Cluster member won’t start after upgrade

klim8d · July 21, 2023, 5:18pm

Upgraded from 4.10 (non-snap) to latest snap version (5.15).

Cluster consists of four nodes, did the following steps on three of them and everything went fine:

snap install lxd
lxd.migrate

Three nodes are now waiting for the last node, however lxd won’t start on the fourth.

Did the same steps but something must have failed and now lxd won’t start on the last node.

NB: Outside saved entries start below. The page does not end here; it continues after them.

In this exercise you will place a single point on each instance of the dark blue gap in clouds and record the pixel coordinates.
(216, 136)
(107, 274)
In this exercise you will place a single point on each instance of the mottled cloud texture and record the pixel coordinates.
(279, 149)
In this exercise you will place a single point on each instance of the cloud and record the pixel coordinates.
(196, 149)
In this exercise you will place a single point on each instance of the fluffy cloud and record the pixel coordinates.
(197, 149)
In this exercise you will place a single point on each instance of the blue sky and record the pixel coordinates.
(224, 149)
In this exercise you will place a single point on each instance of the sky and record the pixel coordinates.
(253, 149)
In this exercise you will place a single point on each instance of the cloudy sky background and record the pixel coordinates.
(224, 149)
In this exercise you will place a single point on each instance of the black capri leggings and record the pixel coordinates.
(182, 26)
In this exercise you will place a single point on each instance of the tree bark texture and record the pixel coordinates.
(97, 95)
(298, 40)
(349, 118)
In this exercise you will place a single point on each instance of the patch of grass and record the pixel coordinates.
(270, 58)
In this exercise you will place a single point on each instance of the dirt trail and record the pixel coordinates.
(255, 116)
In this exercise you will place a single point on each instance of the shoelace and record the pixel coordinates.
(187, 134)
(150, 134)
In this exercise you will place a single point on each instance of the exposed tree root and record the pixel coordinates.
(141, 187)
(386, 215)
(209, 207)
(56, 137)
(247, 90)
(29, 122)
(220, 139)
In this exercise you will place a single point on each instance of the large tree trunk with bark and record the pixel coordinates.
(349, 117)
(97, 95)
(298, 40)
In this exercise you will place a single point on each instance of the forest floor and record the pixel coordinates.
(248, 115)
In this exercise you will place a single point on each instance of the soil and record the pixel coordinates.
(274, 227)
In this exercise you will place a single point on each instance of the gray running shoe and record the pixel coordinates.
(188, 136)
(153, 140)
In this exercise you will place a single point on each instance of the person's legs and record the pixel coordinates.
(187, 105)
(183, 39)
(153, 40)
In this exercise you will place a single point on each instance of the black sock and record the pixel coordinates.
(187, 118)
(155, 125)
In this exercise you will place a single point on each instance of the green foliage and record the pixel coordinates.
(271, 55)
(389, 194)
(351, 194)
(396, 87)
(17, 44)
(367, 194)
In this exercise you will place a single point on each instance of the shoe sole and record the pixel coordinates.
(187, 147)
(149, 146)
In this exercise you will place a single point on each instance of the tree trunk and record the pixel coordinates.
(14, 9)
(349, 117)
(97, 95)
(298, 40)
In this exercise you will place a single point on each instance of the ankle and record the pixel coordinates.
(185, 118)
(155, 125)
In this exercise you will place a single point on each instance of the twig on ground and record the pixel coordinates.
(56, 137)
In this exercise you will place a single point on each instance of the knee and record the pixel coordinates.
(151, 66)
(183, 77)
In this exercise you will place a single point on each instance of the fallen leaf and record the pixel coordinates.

output from lxd --debug --group lxd

INFO[07-21|18:50:50] LXD 4.10 is starting in normal mode      path=/var/lib/lxd
INFO[07-21|18:50:50] Kernel uid/gid map:
INFO[07-21|18:50:50]  - u 0 0 4294967295
INFO[07-21|18:50:50]  - g 0 0 4294967295
INFO[07-21|18:50:50] Configured LXD uid/gid map:
INFO[07-21|18:50:50]  - u 0 1000000 65536
INFO[07-21|18:50:50]  - g 0 1000000 65536
INFO[07-21|18:50:50] Kernel features:
INFO[07-21|18:50:50]  - closing multiple file descriptors efficiently: yes
INFO[07-21|18:50:50]  - netnsid-based network retrieval: yes
INFO[07-21|18:50:50]  - pidfds: yes
INFO[07-21|18:50:50]  - uevent injection: yes
INFO[07-21|18:50:50]  - seccomp listener: yes
INFO[07-21|18:50:50]  - seccomp listener continue syscalls: yes
INFO[07-21|18:50:50]  - seccomp listener add file descriptors: yes
INFO[07-21|18:50:50]  - attach to namespaces via pidfds: yes
INFO[07-21|18:50:50]  - safe native terminal allocation : yes
INFO[07-21|18:50:50]  - unprivileged file capabilities: yes
INFO[07-21|18:50:50]  - cgroup layout: hybrid
WARN[07-21|18:50:50]  - Couldn't find the CGroup blkio.weight, disk priority will be ignored
INFO[07-21|18:50:50]  - shiftfs support: yes
INFO[07-21|18:50:50] Initializing local database
DBUG[07-21|18:50:50] Initializing database gateway
DBUG[07-21|18:50:50] Start database node                      role=voter id=6 address=10.0.0.3:8443
INFO[07-21|18:50:50] Starting cluster handler:
INFO[07-21|18:50:50] Starting /dev/lxd handler:
INFO[07-21|18:50:50]  - binding devlxd socket                 socket=/var/lib/lxd/devlxd/sock
INFO[07-21|18:50:50] REST API daemon:
INFO[07-21|18:50:50]  - binding Unix socket                   socket=/var/lib/lxd/unix.socket
INFO[07-21|18:50:50]  - binding TCP socket                    socket=10.0.0.3:8443
INFO[07-21|18:50:50] Initializing global database
DBUG[07-21|18:50:50] Dqlite: attempt 0: server 10.0.0.1:8443: connected
DBUG[07-21|18:50:50] Database error: &errors.errorString{s:"this node's version is behind, please upgrade"}
EROR[07-21|18:50:50] Failed to start the daemon: failed to open cluster database: failed to ensure schema: this node's version is behind, please upgrade
INFO[07-21|18:50:50] Starting shutdown sequence
INFO[07-21|18:50:50] Stop database gateway
INFO[07-21|18:50:50] Stopping REST API handler:
INFO[07-21|18:50:50]  - closing socket                        socket=10.0.0.3:8443
INFO[07-21|18:50:50]  - closing socket                        socket=/var/lib/lxd/unix.socket
INFO[07-21|18:50:50] Stopping /dev/lxd handler:
INFO[07-21|18:50:50]  - closing socket                        socket=/var/lib/lxd/devlxd/sock
DBUG[07-21|18:50:50] Not unmounting temporary filesystems (containers are still running)
Error: failed to open cluster database: failed to ensure schema: this node's version is behind, please upgrade

tomp · July 23, 2023, 3:57pm

Are you able to restore a backup back to lxd 4.0 so you can switch to the snap lxd 4.0 version first before upgrading to 5.0.x or 5.x?

klim8d · July 23, 2023, 4:15pm

Unfortunately I did not take a backup of /var/lib/lxd before I ran lxd.migrate. Well lessons learned till future migrations.
Tried copying the lxd directory from where snap had migrated the files to and renamed the database.pre-migration folder to database - this just made things worse.

So I ended up doing manual recovery of the cluster, luckily I had must configurations in git and I were able to recover my containers that has ceph as a storage-backend with lxd recover.
Others using LVM, was old and dirty lvchange to activate LV and copy the files to a new container with rsync.